SAN JOSE, Calif. – Imperas Software Ltd. (Thame, England), a pioneer of high-level modeling and virtual prototyping, has models of the ARM Cortex-A15 processor in beta and expects them to be available in the first half of 2012. The range of available models, together with Imperas tool and operating system support, is helping platform and software developers debug systems in parallel with SoC design, speeding up and improving system development, the company said.
The company now has about 75 fast processor models covering MIPS, Renesas, ARM and Synopsys's ARC architectures, according to Larry Lapides, vice president of sales at Imperas. The support of the Renesas V850 architecture for microcontrollers has helped Imperas win work in the automotive domain, Lapides said.

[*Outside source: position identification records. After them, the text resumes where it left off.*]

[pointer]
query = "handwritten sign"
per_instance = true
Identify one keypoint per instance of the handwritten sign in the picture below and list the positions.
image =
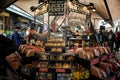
(56, 7)
(43, 69)
(60, 70)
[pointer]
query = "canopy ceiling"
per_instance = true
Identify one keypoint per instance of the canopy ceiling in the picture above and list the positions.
(105, 9)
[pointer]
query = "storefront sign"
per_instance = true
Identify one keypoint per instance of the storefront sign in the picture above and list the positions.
(56, 7)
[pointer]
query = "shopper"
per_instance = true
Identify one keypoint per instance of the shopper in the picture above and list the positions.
(23, 36)
(14, 61)
(16, 36)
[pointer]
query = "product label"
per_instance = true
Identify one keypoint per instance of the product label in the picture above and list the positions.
(43, 69)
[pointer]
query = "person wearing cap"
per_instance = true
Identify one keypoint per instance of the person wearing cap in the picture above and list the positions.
(16, 36)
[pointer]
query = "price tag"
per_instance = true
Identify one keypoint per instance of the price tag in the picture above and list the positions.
(43, 69)
(94, 61)
(104, 58)
(60, 70)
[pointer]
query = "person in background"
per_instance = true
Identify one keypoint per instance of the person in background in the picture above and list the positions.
(23, 36)
(24, 73)
(16, 36)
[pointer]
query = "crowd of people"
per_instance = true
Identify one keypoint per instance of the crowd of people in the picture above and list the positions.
(110, 39)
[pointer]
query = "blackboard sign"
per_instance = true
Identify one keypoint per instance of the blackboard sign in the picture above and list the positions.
(56, 7)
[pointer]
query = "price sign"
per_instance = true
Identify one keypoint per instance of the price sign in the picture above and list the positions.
(95, 61)
(118, 76)
(104, 57)
(43, 69)
(60, 70)
(56, 7)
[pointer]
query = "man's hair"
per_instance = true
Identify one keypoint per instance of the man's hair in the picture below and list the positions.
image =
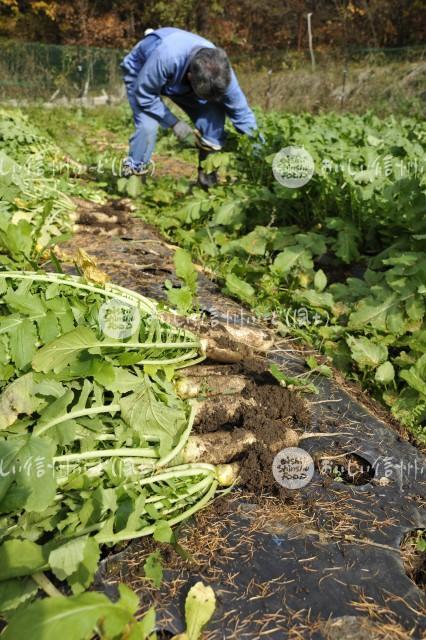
(210, 73)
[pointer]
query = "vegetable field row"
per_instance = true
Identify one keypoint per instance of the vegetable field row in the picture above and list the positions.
(339, 262)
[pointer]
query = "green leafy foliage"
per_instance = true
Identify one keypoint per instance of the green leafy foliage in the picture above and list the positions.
(347, 249)
(90, 427)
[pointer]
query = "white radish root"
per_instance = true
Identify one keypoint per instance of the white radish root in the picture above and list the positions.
(193, 386)
(218, 447)
(254, 338)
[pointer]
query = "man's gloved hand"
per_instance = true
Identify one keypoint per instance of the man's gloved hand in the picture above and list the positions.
(204, 144)
(182, 130)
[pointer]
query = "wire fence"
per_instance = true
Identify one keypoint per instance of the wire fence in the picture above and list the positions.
(74, 74)
(46, 72)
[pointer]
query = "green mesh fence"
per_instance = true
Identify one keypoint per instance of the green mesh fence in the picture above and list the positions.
(34, 71)
(65, 73)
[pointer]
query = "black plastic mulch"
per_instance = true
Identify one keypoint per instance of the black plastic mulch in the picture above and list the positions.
(285, 580)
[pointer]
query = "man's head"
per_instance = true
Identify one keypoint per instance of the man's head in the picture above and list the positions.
(210, 73)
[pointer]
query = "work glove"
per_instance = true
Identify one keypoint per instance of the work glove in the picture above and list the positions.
(182, 130)
(204, 144)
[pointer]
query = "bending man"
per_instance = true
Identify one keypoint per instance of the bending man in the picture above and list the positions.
(196, 76)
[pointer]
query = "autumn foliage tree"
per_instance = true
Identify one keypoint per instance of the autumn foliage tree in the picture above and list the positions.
(248, 25)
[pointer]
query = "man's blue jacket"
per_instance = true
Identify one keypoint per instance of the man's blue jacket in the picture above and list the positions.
(158, 65)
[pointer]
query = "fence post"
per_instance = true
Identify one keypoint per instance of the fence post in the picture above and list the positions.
(311, 50)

OVP processor models are instruction accurate and employ a use a method of just-in-time code transformation to accelerate simulation speeds. The processor models can also be integrated into SystemC/TLM2 based virtual platforms using the native TLM2 interface available with all OVP models. The OVP simulator can also be encapsulated within the Eclipse IDE, enabling easy use for software developers.
In addition to models Imperas offers the Open Virtual Platform (OVP) simulator OVPsim that executes the models. The use of the open-source models, verified to accurately demonstrate the processor behavior, allows users to put together a simulation model of a platform, compile it to an executable, and connect it to a debugger to provide an embedded software development environment before an SoC has been manufactured. This allows software to be run and bugs to be caught, even extending to errors in compilers, the company said.
Simon Davidmann, founder and CEO of Imperas, said that the offering of virtual platforms for processor-FPGA platforms by Altera and Xilinx had helped business as it had validated the high-level modeling concept. "In fact it is our technology in the Xilinx Zynq virtual platform."
Imperas is now also offering the M*SDK set of Eclipse-based debug tools for use with OVPsim and fast processor models. And has validated support for a variety of operating systems running on top of software simulations. The speed of OVPsim makes the running of portions of applications feasible.
OS support now includes: Linux, Nucleus, uC/OS and FreeRTOS amongst others, said Lapides. "And, of course, Android sits on top of Linux, which opens up a broad applications space," said Davidmann.